We also use third-party Cookies for the following purposes:

  • Store configuration.

  • Creating statistics that help understand how online store users use websites, which enables the improvement of their structure and content via Google Analytics tools (controlled by Google Ireland Ltd., based in Ireland).

  • Gathering information about User behavior using the Facebook Pixel tool (controlled by Meta Platforms Ireland Limited, based in Ireland).

  • Determining the Customer's profile in order to display tailored materials to them in advertising networks, using the Google Ads online advertising tool (controlled by Google Ireland Ltd., based in Ireland).

  • Popularizing the online store on Facebook (controlled by Meta Platforms Ireland Limited).

  • Popularizing the online store on Pinterest (controlled by Pinterest Europe Ltd., based in Ireland).

  • Gathering information about User behavior using the Klaviyo tool (controlled by Klaviyo Inc.).

To learn the rules of using Cookies, we recommend reviewing the privacy policies of the companies mentioned above.

Cookies may be used by advertising networks, in particular the Google network, to display advertisements tailored to your preferences.
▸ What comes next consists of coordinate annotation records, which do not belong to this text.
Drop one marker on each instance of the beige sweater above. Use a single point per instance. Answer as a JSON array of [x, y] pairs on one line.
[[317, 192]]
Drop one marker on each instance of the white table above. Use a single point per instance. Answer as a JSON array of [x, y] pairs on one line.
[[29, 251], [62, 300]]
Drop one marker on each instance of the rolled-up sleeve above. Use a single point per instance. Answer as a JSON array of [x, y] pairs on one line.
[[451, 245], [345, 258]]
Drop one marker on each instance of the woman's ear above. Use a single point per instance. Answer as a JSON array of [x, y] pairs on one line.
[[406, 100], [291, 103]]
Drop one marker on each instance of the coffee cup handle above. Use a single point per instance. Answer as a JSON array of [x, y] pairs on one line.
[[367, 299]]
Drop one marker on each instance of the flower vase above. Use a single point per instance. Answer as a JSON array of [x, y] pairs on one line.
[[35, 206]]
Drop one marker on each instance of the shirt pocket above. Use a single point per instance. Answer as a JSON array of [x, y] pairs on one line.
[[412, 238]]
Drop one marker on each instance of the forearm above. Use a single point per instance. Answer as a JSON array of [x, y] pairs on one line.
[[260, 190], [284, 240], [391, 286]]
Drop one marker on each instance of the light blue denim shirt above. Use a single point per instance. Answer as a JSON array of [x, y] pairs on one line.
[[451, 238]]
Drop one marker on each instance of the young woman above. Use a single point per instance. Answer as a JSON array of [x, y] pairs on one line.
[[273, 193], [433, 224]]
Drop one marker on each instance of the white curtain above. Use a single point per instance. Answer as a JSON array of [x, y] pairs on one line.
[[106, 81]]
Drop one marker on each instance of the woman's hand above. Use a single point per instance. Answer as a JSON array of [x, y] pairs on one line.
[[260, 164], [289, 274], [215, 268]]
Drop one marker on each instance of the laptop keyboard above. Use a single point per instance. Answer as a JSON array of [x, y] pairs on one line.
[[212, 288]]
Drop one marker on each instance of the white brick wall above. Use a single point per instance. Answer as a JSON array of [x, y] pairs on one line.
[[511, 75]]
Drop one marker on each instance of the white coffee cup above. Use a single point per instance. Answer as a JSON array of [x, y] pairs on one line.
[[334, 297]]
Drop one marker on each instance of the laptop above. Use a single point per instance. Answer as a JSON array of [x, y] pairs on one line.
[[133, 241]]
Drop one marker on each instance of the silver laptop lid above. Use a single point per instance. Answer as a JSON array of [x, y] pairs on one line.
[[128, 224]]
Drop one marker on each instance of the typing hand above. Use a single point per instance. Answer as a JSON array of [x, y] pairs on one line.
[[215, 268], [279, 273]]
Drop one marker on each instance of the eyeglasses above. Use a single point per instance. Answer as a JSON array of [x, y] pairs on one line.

For this purpose, information about your navigation path on the web or the time spent on the website may be preserved.

To view and edit information about your preferences collected by the Google advertising network, you can use the tool found at the link: https://www.google.com/ads/preferences/.

Using your web browser settings or via the service configuration, you can independently and at any time change Cookie settings, specifying the conditions for their storage and access by Cookies to your device. You can change these settings to block the automatic handling of Cookies in your web browser settings or to be informed every time they are placed on your device. Detailed information about the possibilities and ways of handling Cookies is available in your software (web browser) settings.